夕飯を食いながら、みんなと今後を相談する。
「明日もオークを狩って帰還するけど、この2層深部もだいぶ探索が進んだ。たぶん、あと2回潜れば地図は埋まるから、守護者の攻略を考えようと思う」
「フヒヒッ、いよいよじゃな。守護者は大豚鬼長に大豚鬼4匹じゃったか?」
「うん、そうだ。そうなるとオークリーダーはカインに押さえてもらうとして、サンドラ、レミリア、リュート、シルヴァに、オークを1匹ずつ相手してもらいたいんだよな。

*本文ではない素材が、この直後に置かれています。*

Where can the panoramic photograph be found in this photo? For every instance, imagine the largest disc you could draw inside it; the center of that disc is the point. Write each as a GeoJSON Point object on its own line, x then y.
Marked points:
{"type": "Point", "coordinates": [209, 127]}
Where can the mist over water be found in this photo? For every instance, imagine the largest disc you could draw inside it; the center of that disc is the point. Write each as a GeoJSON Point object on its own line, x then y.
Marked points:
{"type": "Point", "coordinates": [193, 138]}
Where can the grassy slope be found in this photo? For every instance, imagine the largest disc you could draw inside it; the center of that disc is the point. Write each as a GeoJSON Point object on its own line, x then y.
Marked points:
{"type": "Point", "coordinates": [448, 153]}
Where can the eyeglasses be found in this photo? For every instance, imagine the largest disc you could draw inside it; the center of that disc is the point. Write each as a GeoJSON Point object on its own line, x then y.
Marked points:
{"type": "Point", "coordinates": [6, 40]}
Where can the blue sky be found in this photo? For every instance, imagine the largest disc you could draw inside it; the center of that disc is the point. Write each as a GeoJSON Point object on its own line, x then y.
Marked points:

リュートとシルヴァにはちょっとキツいかもしれないけど、どうかな? もちろん魔法で援護はするけど」
おそらくシルヴァはやれるだろうが、リュートは微妙なところだ。
「俺は……ちょっと自信ないです」
案の定、自信なさげに答えるリュートを、カインが遮った。
「いいえ、デイル様、少し練習の機会をいただければやれます。このあと2回は潜るんですよね? その間に俺がオークとの戦い方を教えますから。リュート、お前ならできるはずだ」
「カイン兄……分かりました、俺やります」
「よし、頼むぞ。シルヴァにも練習させて、心配な方にはキョロを付けよう」
とりあえず前衛の役割分担は決まった。
「それで後衛の俺たちだけど、こっちも命中精度とか速射性を上げようと思う。オークリーダー用に、威力の高い弾も準備しておきたいな」
「なるほど。しかし発射時間を短くするには、儂だけではキツイぞ」
「うん、だからリューナにも弾を作ってもらう。チャッピーとリューナが交互に作る弾を俺が撃てば、速くなるだろ」
しかしリューナはちょっと不安そうだ。
「兄様、私にできるかな?」
「もちろんできるさ。まだ時間はあるから練習しよう」
「うん、頑張るの!」
ちょっと励ましただけで、リューナが張り切りだした。
まあ、時間はあるからなんとかなるだろう。
それぞれに課題はあるが、守護者戦に向けて明日から猛訓練だ。
翌日から、守護者戦を想定して動き出した。
まず深部の未踏領域を回りながら、手頃なオークを探す。
やがて3匹のオークが見つかったので、レミリア、リュート、シルヴァが1匹ずつ相手取って、立ち回りの練習をした。
他はしばらく手を出さず、アドバイスに徹する。
見ていると、レミリアはわりと簡単にオークを倒してしまったし、シルヴァも押さえるだけなら余裕がありそうだ。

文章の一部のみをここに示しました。